Tuesday night's destructive high tide at Mercury Bay in the Coromandel has turned retiree Bruce Robert-Troughear's 'dream house” into a nightmare.
A beach front property, Robert-Troughear's home bore the brunt of the heavy coastal swells generated by cyclone Hale. By Tuesday afternoon, the foreshore at the southern corner of his property had been 'scalloped away” by the force of the ocean.
Over the course of three hours, Robert-Troughear, a celebrant, was joined by 'about 10 or 15” volunteers who, in a bid to prevent more of his property from being surrendered to the ocean, filled fertiliser bags with quarry spoil to construct an improvised seawall.
Taking matters into his own hands to save his home, Robert-Troughear says the council left him with few other options.

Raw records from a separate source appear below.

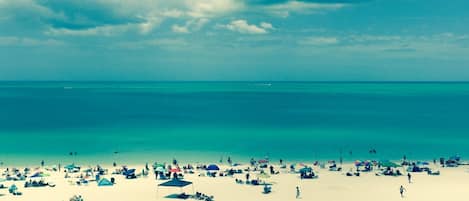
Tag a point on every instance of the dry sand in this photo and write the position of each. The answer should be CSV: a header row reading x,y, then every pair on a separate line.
x,y
452,184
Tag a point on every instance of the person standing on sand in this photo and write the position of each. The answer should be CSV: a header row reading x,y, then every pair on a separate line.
x,y
401,190
297,192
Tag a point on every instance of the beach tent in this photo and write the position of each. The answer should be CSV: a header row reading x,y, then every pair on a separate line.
x,y
105,182
70,167
155,165
39,174
306,170
358,163
177,183
387,163
129,172
160,169
173,170
263,161
263,175
212,167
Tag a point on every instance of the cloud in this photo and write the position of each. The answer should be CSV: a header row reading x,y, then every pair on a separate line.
x,y
190,25
22,41
179,29
266,25
210,8
243,27
319,41
285,9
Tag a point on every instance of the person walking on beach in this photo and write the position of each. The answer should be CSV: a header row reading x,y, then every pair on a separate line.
x,y
401,190
297,192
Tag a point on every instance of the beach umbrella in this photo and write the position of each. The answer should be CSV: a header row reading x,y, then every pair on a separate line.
x,y
263,161
419,163
298,165
13,188
39,174
358,163
173,170
387,163
212,167
70,167
263,175
155,165
306,169
160,169
105,182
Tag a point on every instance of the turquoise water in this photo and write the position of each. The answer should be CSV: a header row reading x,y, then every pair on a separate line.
x,y
203,121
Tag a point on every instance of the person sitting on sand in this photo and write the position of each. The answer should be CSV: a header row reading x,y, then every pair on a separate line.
x,y
401,190
297,192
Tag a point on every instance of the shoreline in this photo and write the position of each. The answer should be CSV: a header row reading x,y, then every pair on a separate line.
x,y
331,185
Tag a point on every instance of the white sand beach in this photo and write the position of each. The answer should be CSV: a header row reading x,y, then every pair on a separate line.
x,y
451,184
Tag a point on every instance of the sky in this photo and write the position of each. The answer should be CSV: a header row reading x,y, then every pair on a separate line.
x,y
234,40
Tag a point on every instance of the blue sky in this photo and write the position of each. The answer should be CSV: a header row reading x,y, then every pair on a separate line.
x,y
285,40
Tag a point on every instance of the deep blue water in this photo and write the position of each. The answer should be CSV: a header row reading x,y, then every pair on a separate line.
x,y
200,121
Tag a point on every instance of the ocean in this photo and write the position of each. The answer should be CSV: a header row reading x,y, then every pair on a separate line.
x,y
137,122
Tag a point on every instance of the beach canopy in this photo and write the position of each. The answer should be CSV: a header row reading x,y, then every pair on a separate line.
x,y
263,175
105,182
263,161
160,169
212,167
156,165
129,172
173,170
39,174
70,167
306,170
175,183
387,163
419,163
13,188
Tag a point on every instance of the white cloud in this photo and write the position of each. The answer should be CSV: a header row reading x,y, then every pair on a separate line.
x,y
210,8
285,9
100,31
319,41
179,29
243,27
190,25
23,41
266,25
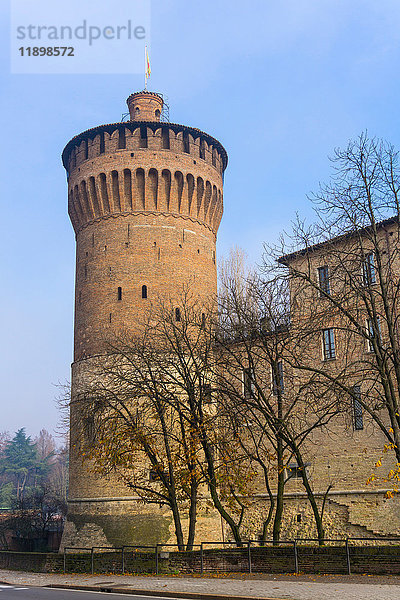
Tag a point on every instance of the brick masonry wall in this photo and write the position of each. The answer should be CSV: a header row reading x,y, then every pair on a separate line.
x,y
145,200
371,560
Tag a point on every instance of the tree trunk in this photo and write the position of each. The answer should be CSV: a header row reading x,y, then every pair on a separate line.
x,y
279,497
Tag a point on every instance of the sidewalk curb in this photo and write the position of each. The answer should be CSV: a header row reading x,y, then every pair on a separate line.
x,y
156,593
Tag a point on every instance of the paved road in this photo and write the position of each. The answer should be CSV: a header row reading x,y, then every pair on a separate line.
x,y
282,587
11,592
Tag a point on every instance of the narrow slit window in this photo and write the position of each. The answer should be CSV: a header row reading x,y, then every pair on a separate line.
x,y
369,269
329,344
373,332
323,280
248,384
357,409
277,378
186,145
207,393
143,136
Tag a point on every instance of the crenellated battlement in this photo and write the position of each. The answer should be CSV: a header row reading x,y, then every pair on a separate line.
x,y
135,135
138,190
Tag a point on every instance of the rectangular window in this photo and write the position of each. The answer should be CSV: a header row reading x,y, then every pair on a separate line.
x,y
371,331
357,409
369,269
323,280
277,378
248,384
329,344
293,471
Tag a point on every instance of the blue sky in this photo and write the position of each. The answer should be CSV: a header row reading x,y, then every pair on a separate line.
x,y
279,84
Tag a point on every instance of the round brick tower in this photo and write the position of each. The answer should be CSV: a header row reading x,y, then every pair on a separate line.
x,y
145,202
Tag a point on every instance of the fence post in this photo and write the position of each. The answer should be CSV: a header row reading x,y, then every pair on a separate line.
x,y
249,554
348,557
296,560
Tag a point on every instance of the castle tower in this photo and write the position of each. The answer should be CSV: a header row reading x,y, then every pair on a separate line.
x,y
145,202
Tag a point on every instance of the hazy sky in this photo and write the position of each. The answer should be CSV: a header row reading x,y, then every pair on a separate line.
x,y
280,84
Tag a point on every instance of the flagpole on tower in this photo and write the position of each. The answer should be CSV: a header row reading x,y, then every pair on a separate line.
x,y
147,68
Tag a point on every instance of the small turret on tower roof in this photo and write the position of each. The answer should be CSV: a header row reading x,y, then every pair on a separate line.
x,y
145,106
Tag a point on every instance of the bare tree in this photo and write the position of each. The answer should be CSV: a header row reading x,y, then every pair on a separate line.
x,y
278,412
343,274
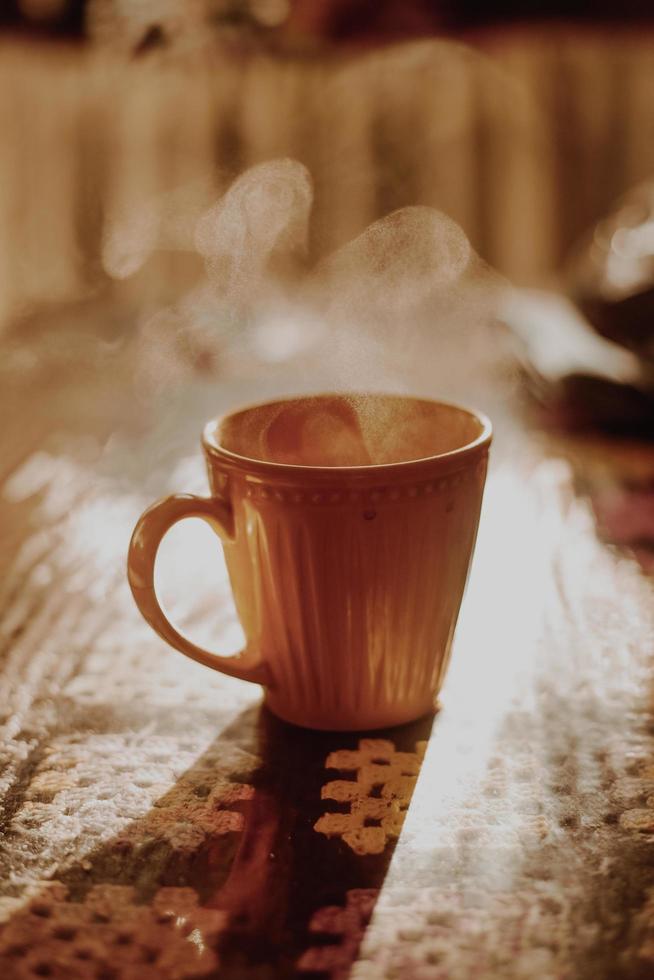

'We have consent to get a new seawall to put in front, similar to the rock breakwater. There are a few hoops to jump through and that could be another, how long?
'We just want our house not to fall in before we get our new wall. But they won't, they just come back and said no.”
On Tuesday evening, Robert-Troughear spoke to Stuff and said the situation was 'frustrating”.
Having bought the property 'about six or seven years ago” for its proximity to the sea and views from the 'catcher's mitt” out over Mercury Bay, he was adamant to do what ever he could to save the place 'he loves living in”.
Bruce Robert-Troughear surveys the damage.
By 4am on Wednesday morning it appeared as if Robert-Troughear's gamble had paid off.
'I went to bed about half past one and think I went to sleep about two, then woke up at four to go and check it all... I was really relieved. I was tired. I was more stressed and tired,” he said.
Had it not been for the impromptu levee Robert-Troughear presumes the sea would have taken more of the property he loves.
Pointing at the corner of his intact patio, roughly a metre away from the new drop in the foreshore, he said: 'It would have taken the corner of our patio off. It would have been back to where the edge of the house is.”
Workers move to brace the seawall at Mercury Bay with concrete blocks.
Robert-Troughear is unsure what the future will hold, but thinks that the $60,000-$70,000 seawall he has consent to build will prevent further reclamation of his property by the sea.
It will have to. His house, he explains, is on an immovable concrete foundation.
'I've never seen it as it was last night. Ever. Our house is on concrete, we can't shift it back.”
In addition to the breakwater, he has plans to construct diversions for seawater in his garden should it be swamped again in the future.
'I'll make something to redirect it [seawater] so it won't go near the house. If that happens every ‘X' amount of years, that's the price you pay for living here.”
Whitianga 'born and bred” Robert-Troughear had no plans of selling up and moving to higher ground.
'I love living here. It is fantastic.”
As sea level rise continues to threaten dwellings and infrastructure around the coastline of New Zealand, experiences like that of Robert-Troughear will become more routine. In some parts of the motu, subsidence is exacerbating the effect of climate change related sea level rise.
Some communities, like the Bay of Plenty settlement of Matatā, have already been forced by flooding and erosion to undertake costly and laborious managed retreats.
A tension is already emerging in the case of Robert-Troughear's property too.
'Almost all who came to help yesterday were saying ‘it is ridiculous that the council won't let you constitute this as an emergency'. When half the deck falls in and half a house falls in, it is an emergency and they [Thames Coromandel District Council] should have allowed us to do [build a temporary seawall] that yesterday.”
New Zealanders who own property in areas prone to coastal erosion, subsidence and sea level rise might soon have to acquiesce to the ugly realities of a changing climate.



2 comments
coast
Posted on 12-01-2023 08:13 | By dumbkof2
you want to build on the waters edge dont expect the council ratepayers to pay when the sea washes away the bank
@dumbkof2
Posted on 12-01-2023 17:37 | By Jules L
They weren't expecting ratepayers to pay, they were expecting that the council would allow them to spend their own money to save their own properties, but the council would not, because council wants homes to be destroyed, so that they can claim it as proof of their imagined "climate-change" bandwagon.